Daily Mail owner’s shares soar despite fall in newspaper sales

The owner of the Daily Mail has seen its shares surge after it said revenues for the full year could be higher than previously expected.

Daily Mail and General Trust (DMGT), owner of the Mail and other titles including Metro, raised its revenue outlook but also saw pre-tax profits more than halve as it reported its figures for the six months to March 2019.

Statutory pre-tax profits slumped by 55% to £50 million for the half-year, as it was hit by “a £72 million reduction in the share of profits from joint ventures and associates”.

Total revenues declined by 3% to £724 million for the period, due to the impact of disposals such as the sale of real estate data business EDR last year.

The company said it sold fewer newspapers during the six months, with circulation revenue slipping 2% to £144 million, as falling sales were partially offset by a 5p increase to 70p for weekday editions of the Mail.

The Daily Mail and Mail on Sunday print business saw sales decline 5% to £208 million, while digital arm MailOnline saw sales rise 25% to £76 million amid increased online advertising revenues.

Its Metro arm reported a 12% jump in revenues to £41 million, as it benefited from the integration of advertising operations with the Mail.

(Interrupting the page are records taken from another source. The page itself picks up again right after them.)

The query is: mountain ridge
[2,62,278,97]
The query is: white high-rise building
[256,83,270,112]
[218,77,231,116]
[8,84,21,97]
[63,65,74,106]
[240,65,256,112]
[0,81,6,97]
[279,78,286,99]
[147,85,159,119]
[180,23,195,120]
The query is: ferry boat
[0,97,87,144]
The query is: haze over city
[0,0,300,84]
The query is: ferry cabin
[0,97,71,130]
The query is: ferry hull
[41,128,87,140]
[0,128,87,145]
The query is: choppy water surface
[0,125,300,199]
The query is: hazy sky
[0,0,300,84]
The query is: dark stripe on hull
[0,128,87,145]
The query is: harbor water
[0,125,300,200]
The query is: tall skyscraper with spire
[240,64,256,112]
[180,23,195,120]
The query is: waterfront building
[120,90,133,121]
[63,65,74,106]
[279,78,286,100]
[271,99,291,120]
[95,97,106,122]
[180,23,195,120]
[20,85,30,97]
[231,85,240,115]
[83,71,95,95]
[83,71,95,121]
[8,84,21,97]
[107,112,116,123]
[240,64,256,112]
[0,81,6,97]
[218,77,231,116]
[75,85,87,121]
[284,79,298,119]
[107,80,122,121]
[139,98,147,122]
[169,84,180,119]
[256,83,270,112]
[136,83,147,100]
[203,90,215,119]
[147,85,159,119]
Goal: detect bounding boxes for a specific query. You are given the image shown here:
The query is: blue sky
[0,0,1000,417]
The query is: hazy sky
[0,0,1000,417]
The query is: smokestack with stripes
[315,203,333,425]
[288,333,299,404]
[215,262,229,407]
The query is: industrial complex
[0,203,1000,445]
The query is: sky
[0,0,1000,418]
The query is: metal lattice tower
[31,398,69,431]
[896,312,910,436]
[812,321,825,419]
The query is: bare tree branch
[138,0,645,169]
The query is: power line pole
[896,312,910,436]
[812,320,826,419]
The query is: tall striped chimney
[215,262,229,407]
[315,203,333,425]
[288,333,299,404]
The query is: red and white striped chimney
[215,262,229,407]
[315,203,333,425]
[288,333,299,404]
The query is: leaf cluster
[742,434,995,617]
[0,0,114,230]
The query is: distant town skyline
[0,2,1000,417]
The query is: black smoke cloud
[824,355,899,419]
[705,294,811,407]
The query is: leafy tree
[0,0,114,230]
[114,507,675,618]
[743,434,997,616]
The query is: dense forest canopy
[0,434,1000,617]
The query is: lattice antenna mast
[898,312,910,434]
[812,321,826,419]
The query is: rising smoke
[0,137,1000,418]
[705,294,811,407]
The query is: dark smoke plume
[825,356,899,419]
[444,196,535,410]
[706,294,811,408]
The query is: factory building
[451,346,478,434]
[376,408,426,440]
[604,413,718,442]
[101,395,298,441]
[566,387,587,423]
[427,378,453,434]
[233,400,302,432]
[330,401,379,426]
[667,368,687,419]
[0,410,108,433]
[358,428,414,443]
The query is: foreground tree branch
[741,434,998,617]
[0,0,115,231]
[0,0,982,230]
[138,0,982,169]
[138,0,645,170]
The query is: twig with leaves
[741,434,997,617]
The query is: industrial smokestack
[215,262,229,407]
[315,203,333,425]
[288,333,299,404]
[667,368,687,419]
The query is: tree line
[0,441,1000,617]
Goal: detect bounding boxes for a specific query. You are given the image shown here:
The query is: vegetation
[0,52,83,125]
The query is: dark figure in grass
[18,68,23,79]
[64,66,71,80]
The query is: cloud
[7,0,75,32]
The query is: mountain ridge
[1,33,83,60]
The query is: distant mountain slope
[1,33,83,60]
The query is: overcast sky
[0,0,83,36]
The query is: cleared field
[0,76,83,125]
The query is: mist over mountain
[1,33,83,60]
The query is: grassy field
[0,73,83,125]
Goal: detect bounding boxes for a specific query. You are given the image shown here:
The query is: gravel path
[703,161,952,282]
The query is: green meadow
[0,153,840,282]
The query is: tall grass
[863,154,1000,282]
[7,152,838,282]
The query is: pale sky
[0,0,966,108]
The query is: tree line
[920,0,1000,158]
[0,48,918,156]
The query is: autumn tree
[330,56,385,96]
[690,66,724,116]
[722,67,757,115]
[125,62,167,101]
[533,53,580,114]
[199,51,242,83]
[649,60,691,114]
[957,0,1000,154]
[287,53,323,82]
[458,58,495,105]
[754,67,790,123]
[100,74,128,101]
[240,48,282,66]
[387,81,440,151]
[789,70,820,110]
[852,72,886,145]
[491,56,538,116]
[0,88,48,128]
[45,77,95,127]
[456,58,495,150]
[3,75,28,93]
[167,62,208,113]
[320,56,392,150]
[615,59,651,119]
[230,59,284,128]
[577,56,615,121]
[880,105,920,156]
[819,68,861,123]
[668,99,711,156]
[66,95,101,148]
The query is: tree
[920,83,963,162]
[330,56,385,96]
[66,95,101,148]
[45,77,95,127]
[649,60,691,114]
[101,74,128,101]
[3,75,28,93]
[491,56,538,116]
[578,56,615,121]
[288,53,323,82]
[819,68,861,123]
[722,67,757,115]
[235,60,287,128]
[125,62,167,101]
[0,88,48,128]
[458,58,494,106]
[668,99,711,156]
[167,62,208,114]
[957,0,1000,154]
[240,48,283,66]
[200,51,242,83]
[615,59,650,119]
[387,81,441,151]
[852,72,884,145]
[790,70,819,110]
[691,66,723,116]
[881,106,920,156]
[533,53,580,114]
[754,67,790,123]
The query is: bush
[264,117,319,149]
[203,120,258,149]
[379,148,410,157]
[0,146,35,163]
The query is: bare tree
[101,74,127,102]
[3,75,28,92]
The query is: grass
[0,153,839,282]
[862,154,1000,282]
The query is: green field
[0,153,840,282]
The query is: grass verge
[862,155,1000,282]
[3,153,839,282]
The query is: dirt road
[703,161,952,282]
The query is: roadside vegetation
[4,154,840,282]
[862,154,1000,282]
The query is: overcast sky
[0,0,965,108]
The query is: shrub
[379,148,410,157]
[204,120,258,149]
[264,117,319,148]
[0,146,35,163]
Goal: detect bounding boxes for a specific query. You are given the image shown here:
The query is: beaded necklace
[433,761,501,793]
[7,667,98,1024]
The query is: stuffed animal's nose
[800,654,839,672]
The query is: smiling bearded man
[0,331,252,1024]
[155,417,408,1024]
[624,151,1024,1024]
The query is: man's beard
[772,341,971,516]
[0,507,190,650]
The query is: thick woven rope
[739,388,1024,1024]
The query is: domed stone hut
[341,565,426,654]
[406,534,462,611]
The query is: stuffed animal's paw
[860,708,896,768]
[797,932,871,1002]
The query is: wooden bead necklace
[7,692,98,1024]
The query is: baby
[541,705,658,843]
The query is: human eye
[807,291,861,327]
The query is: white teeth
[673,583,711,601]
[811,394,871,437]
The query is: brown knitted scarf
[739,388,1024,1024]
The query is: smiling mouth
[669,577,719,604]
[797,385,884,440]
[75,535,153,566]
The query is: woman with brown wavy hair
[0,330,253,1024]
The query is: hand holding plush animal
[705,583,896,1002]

DMGT said it expects lower consumer media revenues for the second half of the year, but held firm on overall full-year profit expectations.

Chief executive Paul Zwillenberg said: “DMGT delivered a good performance in the first half of the year, achieving underlying growth in revenue, cash generation and profit.

“Consumer media delivered a particularly strong performance and we saw continued growth in our business-to-business portfolio.

“The board remains confident that the group’s strategy and strong balance sheet will, over the medium term, deliver consistent earnings growth to underpin DMGT’s long-standing commitment to sustainable annual real dividend growth.”

Shares in Daily Mail and General Trust rose 8.4% to 731.8p in early trading.